On May 30, 2001, the Supreme Court decided Packard-Bamberger & Co. v. Collier, 167 N.J. 427 (2001). Writing for a unanimous Court, Justice Verniero held that a corporate director who had also acted as counsel to the corporation could be liable for an award of attorneys’ fees in an attorney misconduct action against him by that corporation and a shareholder. The attorney was found to have engaged in intentional misconduct by failing to disclose a third party’s offer to purchase corporate property, and by assisting another director in purchasing stock that the corporation also sought to purchase.
This decision built on Saffer v. Willoughby, 143 N.J. 256 (1996). There, the Court had held, as Justice Verniero summarized it near the start of his Packard-Bamberger opinion, that “a client may recover reasonable expenses and attorneys’ fees as consequential damages for attorney malpractice.”
Saffer had involved attorney negligence. The attorney against whom the fee award was sought in Packard-Bamberger argued that neither Saffer nor any statute or rule “expressly authorized” fees in a case like Packard-Bamberger That argument did not impress the Supreme Court.
Justice Verniero stated that the attorney’s “position requires a circumscribed reading of Saffer, one that is inconsistent with the sound policies undergirding that decision. Such an approach would lead to the incongruous result that a plaintiff could recover counsel fees if successful in proving an attorney’s negligence, but not when proving an intentional violation of a fiduciary duty arising as a result of the attorney-client relationship.”

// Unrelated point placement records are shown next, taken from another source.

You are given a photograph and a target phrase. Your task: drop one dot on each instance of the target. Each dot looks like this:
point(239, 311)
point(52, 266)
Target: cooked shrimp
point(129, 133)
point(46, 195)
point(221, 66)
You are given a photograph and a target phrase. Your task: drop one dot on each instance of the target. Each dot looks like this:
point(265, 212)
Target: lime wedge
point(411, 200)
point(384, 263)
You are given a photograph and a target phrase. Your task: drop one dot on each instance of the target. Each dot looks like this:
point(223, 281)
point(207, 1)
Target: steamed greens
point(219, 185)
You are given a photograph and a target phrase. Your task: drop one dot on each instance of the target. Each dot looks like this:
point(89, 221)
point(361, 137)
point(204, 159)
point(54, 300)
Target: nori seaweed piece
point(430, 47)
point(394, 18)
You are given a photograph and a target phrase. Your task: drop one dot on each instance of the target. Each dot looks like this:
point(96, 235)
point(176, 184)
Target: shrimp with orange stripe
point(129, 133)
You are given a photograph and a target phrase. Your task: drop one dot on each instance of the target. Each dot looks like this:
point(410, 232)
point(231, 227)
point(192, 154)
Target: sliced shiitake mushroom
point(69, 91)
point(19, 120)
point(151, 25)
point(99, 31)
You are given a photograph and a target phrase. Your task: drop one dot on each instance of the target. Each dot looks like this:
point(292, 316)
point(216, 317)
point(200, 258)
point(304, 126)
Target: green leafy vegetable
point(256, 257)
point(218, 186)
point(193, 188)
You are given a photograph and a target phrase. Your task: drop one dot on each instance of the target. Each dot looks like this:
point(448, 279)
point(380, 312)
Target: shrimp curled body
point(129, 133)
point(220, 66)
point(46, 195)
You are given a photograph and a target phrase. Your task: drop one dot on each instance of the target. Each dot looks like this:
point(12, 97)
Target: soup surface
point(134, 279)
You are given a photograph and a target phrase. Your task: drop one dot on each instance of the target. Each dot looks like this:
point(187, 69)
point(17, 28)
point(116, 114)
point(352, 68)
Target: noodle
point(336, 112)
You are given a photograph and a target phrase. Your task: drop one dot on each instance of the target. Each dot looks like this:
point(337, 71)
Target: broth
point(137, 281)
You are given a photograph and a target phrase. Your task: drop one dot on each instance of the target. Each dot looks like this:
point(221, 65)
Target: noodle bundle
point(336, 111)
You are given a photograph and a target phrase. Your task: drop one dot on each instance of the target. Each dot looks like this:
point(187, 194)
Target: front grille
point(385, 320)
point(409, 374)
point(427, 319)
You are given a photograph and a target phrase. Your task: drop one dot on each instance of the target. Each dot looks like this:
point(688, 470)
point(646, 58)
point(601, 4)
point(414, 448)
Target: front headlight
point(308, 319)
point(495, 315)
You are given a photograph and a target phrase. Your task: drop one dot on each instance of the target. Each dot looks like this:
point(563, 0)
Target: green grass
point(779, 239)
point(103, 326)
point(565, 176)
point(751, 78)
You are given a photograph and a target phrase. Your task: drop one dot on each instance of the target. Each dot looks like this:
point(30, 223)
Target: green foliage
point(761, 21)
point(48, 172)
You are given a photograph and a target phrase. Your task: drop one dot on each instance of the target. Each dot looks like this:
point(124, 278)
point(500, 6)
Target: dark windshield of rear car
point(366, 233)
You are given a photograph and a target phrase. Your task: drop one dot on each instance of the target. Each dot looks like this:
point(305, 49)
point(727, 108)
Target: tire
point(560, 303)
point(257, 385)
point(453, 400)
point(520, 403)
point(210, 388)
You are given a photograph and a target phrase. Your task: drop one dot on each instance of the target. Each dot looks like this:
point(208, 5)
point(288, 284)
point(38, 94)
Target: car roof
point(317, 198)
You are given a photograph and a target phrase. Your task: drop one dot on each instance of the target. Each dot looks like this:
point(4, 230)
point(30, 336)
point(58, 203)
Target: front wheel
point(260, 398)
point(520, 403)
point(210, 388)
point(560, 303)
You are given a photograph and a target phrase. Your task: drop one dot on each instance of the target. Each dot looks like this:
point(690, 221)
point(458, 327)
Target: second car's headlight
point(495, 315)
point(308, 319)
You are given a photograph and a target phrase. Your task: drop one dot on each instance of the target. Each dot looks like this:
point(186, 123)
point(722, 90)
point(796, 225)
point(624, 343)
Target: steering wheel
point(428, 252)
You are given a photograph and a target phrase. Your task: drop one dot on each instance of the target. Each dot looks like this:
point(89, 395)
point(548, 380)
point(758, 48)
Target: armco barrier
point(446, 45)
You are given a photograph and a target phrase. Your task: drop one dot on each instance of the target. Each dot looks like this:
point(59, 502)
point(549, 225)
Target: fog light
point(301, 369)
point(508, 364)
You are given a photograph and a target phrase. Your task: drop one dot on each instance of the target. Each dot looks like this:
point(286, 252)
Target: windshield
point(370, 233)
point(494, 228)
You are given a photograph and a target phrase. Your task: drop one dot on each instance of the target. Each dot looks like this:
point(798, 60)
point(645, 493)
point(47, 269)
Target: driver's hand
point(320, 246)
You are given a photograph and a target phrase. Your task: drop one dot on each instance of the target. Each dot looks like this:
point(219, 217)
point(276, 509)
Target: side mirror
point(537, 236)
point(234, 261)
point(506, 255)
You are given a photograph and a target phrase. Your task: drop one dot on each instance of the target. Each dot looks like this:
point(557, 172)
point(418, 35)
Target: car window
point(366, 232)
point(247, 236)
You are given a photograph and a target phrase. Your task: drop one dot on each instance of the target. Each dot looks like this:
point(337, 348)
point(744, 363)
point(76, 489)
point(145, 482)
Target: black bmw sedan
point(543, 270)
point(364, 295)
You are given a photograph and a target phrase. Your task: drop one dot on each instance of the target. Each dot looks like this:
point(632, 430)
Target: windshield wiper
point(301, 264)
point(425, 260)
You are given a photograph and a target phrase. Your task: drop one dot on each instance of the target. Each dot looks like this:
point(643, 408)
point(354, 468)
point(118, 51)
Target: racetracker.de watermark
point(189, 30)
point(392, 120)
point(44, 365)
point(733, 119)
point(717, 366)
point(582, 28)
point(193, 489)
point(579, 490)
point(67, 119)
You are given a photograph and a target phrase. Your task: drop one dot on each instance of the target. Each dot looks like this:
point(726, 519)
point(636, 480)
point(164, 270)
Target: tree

The Court went on to say that “[a] client’s claim concerning the defendant-attorney’s breach of a fiduciary duty may arise in the legal malpractice context. Nonetheless, if it does not and is instead prosecuted as an independent tort, a claimant is entitled to recover attorneys’ fees so long as the claimant proves that the attorney’s breach arose from the attorney-client relationship. Accordingly, we hold that a successful claimant in an attorney-misconduct case may recover reasonable counsel fees incurred in prosecuting that action.” Plaintiffs here were found to be prevailing parties eligible for fees.
To that point, this was a good result for plaintiffs. But the bottom line was not so good for them.
Plaintiffs had sought approximately $2 million, the amount of their counsel’s lodestar, in attorneys’ fees. The trial court had awarded just $80,000, based largely on the fact that plaintiffs’ “level of success achieved in the litigation is limited as compared to the relief sought.”
Under Rendine v. Pantzer, 141 N.J. 292 (1995), the “clear abuse of discretion” standard applied to review of the fee award. [Disclosure: I was one of the attorneys who represented the defendant in Rendine in the Supreme Court]. Justice Verniero held that there was no basis to disturb the trial court’s award, rejecting plaintiffs’ argument that because the attorney’s misconduct in Packard-Bamberger was intentional, he should have been required to pay the full lodestar amount, “as a form of punishment and to deter others from behaving similarly.”